In the domain of deciding which embedded functionality should go in hardware and which in software, some architects have a philosophy of keeping as much in software as possible. That’s because software is inherently much more flexible than hardware. Even if you’re using an FPGA, there’s always the, “what if it doesn’t route?” fear. With software, as long as it fits in the allocated code store, you can do anything you want.
This is, of course, part of the motivation of software-define radio (SDR). Years ago, I would hear SDR articulated as a godsend to the military so that they could manage their complex communications more readily.
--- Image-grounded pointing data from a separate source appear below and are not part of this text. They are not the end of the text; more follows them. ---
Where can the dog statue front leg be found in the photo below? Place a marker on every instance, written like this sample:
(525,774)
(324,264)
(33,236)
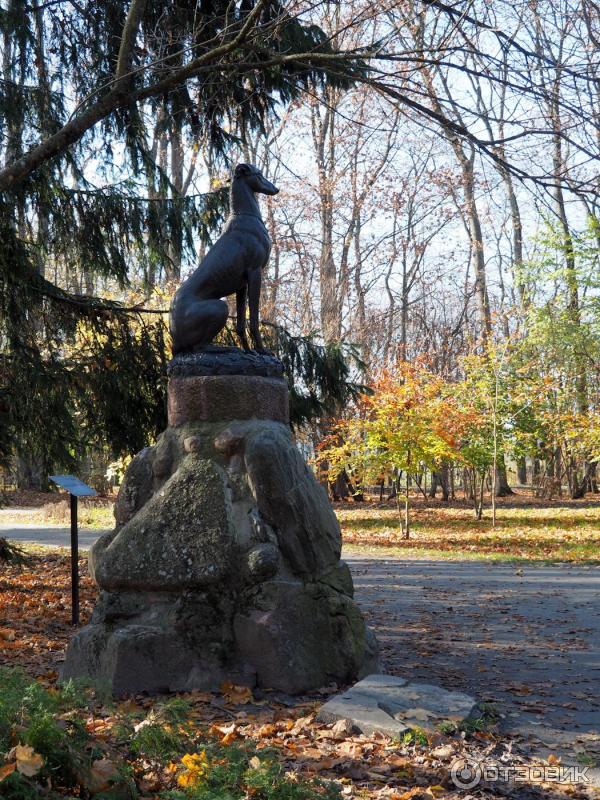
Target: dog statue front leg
(254,281)
(240,313)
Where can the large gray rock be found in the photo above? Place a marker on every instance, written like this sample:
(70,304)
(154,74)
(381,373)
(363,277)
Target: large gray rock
(224,564)
(180,539)
(391,705)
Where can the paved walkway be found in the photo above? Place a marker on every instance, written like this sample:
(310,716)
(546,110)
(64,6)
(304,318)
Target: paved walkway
(526,638)
(49,535)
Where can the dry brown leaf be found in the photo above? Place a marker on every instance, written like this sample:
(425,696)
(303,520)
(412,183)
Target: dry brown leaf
(28,762)
(266,730)
(237,695)
(102,775)
(7,770)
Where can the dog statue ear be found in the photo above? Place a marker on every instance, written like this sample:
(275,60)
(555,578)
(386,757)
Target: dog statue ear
(242,169)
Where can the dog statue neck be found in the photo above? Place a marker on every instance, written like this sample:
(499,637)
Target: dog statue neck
(243,200)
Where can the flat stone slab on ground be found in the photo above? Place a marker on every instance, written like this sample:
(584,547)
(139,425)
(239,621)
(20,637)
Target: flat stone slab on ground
(390,705)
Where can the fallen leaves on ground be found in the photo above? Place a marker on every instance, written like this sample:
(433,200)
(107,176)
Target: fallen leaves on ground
(35,610)
(524,530)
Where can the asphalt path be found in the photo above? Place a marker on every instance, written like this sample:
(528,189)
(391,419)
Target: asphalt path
(523,636)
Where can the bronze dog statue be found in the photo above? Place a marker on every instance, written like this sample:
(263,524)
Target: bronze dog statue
(233,266)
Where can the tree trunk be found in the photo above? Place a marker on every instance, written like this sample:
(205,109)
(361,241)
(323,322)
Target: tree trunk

Now it’s starting to look viable for cell phones. Icera, acquired by Nvidia, is there, and CEVA has just made a couple of SDR-related announcements.
The first relates to GPS: rather than adding hardware to implement GPS, CEVA partner CellGuide proposes to implement a software version, which requires no new hardware. The GPS function would run as a lower-priority function in the background, ceding to calls and browsing and other higher-priority tasks.
Then CEVA announced library support for HSPA+ (“Evolved High Speed Packet Access”… these acronyms never seem to contemplate the fact that there will be more after them… “evolved” and “long-term” and the like will seem so quaint ten years from now…). The idea is to further enable a software implementation of a multimode HSPA/HSPA+/LTE/LTE-A platform. (See? How long-term was it before they had to append a “-A”?)
A big motivation for doing all of this in software is that, traditionally, each call mode can require its own hardware, so you end up with more chips and higher power and higher cost. If instead you just have a processing platform (which, clearly, CEVA would like to include their DSP engine, for which their libraries are obviously optimized), then you just pull up and execute the code for whichever protocol is being used at the moment.